Now, there's a simple way to construct such vectors. If you can find a matrix $A$ such that $$A \begin{bmatrix} 2 & 3 \\ 1 & 1 \end{bmatrix} = \begin{bmatrix} 1 & 0 \\ 0 & 1 \end{bmatrix},$$ then the rows of $A$ are the dual basis you need. Why? Just think about matrix multiplication. To get the top left entry of the product (i.e. $1$), you take the dot product of the first row of $A$ (i.e. $w_1$) with the first column of $\begin{bmatrix} 2 & 3 \\ 1 & 1 \end{bmatrix}$, i.e. $v_1$. Similar observations show that the rows of $A$ must be the dual basis.
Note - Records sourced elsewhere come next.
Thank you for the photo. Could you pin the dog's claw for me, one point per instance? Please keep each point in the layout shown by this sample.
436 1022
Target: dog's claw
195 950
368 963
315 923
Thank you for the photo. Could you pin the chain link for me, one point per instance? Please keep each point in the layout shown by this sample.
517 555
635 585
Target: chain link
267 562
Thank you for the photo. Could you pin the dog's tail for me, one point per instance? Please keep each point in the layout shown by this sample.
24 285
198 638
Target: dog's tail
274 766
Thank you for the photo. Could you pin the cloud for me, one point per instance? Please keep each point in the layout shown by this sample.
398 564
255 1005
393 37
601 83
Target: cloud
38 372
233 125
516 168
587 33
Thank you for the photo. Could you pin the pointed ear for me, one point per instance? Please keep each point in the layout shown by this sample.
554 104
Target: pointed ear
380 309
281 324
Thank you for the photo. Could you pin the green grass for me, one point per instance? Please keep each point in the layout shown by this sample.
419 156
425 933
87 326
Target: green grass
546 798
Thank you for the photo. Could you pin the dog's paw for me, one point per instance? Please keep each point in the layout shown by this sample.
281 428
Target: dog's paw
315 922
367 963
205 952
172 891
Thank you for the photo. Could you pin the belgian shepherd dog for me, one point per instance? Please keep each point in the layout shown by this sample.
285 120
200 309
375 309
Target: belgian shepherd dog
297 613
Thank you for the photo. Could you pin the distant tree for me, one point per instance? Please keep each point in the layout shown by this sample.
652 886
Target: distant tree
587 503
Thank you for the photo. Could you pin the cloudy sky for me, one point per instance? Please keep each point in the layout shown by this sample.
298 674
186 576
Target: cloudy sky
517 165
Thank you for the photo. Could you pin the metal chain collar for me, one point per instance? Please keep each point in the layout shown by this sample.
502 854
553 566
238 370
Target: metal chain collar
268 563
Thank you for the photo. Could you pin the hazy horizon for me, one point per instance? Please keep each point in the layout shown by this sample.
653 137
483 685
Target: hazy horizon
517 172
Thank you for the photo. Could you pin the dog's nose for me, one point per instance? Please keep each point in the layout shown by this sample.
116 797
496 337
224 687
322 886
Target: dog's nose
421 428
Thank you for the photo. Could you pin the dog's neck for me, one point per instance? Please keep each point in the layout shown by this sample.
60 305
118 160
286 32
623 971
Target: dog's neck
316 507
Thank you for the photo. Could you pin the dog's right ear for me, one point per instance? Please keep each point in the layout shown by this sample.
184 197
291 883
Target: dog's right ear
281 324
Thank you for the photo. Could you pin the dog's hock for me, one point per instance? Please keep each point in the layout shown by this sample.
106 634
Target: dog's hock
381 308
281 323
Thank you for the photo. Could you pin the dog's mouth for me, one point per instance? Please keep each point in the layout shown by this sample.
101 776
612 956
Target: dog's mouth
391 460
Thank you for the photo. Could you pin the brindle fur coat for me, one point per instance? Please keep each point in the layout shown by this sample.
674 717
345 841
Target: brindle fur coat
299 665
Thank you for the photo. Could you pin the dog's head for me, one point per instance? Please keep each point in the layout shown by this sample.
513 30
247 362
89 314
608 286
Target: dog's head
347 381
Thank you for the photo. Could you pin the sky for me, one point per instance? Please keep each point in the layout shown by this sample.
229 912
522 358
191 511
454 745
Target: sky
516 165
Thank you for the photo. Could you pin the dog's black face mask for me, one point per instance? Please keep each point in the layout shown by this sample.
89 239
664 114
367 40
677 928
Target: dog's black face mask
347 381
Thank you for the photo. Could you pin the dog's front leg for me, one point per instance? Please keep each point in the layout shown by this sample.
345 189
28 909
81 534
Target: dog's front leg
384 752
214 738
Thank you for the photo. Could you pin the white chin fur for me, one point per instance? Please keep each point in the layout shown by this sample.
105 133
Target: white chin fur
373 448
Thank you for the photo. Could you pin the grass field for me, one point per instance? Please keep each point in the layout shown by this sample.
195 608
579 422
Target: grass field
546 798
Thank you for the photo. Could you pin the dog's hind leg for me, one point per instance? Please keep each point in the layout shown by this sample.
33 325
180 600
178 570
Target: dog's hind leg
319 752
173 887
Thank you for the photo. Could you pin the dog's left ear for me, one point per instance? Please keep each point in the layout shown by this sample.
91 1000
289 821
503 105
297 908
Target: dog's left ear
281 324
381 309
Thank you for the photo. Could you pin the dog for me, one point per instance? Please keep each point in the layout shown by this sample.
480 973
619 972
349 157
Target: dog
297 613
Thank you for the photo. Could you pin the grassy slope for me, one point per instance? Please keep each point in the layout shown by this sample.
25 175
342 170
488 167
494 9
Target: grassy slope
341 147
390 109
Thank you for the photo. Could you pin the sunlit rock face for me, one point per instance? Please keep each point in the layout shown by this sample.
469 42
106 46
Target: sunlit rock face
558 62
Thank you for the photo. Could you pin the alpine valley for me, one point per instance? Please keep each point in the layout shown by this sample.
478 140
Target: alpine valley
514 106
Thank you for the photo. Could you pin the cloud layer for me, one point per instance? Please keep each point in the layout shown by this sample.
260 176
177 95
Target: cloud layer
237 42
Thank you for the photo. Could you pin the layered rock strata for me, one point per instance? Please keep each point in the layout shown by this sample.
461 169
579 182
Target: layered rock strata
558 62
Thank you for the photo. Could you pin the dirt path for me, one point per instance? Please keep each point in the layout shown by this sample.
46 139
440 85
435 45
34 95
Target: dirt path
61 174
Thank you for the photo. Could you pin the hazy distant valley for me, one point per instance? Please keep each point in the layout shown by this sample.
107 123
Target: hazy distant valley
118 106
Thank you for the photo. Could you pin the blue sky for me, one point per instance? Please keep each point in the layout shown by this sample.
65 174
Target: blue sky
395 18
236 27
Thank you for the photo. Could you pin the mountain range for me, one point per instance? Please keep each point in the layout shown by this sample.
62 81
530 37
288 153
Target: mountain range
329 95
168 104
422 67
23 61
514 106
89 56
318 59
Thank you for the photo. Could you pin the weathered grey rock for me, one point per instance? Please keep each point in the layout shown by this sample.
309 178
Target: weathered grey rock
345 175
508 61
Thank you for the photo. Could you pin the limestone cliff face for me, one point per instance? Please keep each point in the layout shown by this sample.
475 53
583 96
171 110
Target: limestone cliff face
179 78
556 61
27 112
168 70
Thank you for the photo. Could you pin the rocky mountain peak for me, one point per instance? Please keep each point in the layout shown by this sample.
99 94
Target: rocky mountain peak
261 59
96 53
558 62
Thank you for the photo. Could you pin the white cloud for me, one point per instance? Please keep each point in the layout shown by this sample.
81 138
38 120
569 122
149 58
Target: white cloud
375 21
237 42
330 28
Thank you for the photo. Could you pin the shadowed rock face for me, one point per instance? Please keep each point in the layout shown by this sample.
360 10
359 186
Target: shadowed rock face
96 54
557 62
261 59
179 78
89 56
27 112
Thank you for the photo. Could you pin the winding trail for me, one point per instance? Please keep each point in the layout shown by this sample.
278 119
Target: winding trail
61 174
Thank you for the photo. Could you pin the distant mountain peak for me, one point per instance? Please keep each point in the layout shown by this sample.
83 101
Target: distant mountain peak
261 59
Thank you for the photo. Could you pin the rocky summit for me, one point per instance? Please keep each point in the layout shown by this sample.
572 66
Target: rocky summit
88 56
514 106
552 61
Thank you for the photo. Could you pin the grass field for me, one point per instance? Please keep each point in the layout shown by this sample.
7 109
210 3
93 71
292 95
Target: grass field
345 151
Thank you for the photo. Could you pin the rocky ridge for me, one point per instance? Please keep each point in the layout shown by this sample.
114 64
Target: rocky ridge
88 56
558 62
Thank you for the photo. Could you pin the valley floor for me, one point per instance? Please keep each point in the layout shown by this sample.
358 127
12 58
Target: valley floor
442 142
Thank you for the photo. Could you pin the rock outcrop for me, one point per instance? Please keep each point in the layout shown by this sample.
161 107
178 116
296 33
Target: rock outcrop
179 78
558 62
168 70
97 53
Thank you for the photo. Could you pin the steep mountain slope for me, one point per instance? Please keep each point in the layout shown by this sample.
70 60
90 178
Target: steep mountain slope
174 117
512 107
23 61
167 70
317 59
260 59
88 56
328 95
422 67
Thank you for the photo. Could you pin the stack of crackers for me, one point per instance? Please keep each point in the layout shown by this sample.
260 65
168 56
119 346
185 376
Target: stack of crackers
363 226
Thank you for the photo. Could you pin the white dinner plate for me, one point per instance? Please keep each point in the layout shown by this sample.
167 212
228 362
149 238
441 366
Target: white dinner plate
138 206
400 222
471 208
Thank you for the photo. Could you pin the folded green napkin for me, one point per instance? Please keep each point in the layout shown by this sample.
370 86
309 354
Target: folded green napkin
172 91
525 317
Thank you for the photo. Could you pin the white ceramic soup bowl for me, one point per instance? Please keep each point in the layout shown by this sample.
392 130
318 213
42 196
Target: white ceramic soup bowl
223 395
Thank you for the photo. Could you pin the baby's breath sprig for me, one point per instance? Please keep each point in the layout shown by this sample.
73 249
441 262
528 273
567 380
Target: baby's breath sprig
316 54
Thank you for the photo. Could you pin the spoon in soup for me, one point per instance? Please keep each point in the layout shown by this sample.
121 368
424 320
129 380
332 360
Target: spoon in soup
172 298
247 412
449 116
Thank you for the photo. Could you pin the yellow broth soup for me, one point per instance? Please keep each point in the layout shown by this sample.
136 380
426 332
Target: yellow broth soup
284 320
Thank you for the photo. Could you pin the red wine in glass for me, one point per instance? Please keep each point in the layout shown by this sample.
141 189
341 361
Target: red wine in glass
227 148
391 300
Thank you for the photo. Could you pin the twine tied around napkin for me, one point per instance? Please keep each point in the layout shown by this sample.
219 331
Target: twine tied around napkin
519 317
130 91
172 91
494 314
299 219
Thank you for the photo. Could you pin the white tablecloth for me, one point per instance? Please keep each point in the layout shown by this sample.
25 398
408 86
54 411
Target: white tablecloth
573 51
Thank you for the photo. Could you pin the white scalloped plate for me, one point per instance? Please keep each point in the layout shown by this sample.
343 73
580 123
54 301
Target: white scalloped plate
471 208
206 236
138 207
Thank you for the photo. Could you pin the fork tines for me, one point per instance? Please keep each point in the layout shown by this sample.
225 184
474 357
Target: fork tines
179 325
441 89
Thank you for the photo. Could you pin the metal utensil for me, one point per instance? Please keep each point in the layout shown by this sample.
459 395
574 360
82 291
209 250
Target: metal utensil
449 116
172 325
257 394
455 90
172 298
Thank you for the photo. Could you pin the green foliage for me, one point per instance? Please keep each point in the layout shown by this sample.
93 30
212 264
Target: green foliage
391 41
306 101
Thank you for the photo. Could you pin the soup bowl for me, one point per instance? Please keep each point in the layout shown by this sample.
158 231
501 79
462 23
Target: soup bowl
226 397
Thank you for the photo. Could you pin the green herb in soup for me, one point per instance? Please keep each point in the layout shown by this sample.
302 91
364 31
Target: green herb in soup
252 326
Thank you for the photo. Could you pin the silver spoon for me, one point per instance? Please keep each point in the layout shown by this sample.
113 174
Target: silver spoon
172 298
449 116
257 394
That is, the dual basis will be the rows of $$\begin{bmatrix} 2 & 3 \\ 1 & 1 \end{bmatrix}^{-1} = \begin{bmatrix} -1 & 3 \\ 1 & -2 \end{bmatrix},$$ which is to say, $((-1, 3), (1, -2))$. As linear maps, \begin{align*} f_1(x, y) &= -x + 3y \\ f_2(x, y) &= x - 2y. \end{align*} You should check to make sure it satisfies the dual basis definition.

This method extends out of $\mathbb{R}^2$ of course. It will just result in a larger matrix for you to invert.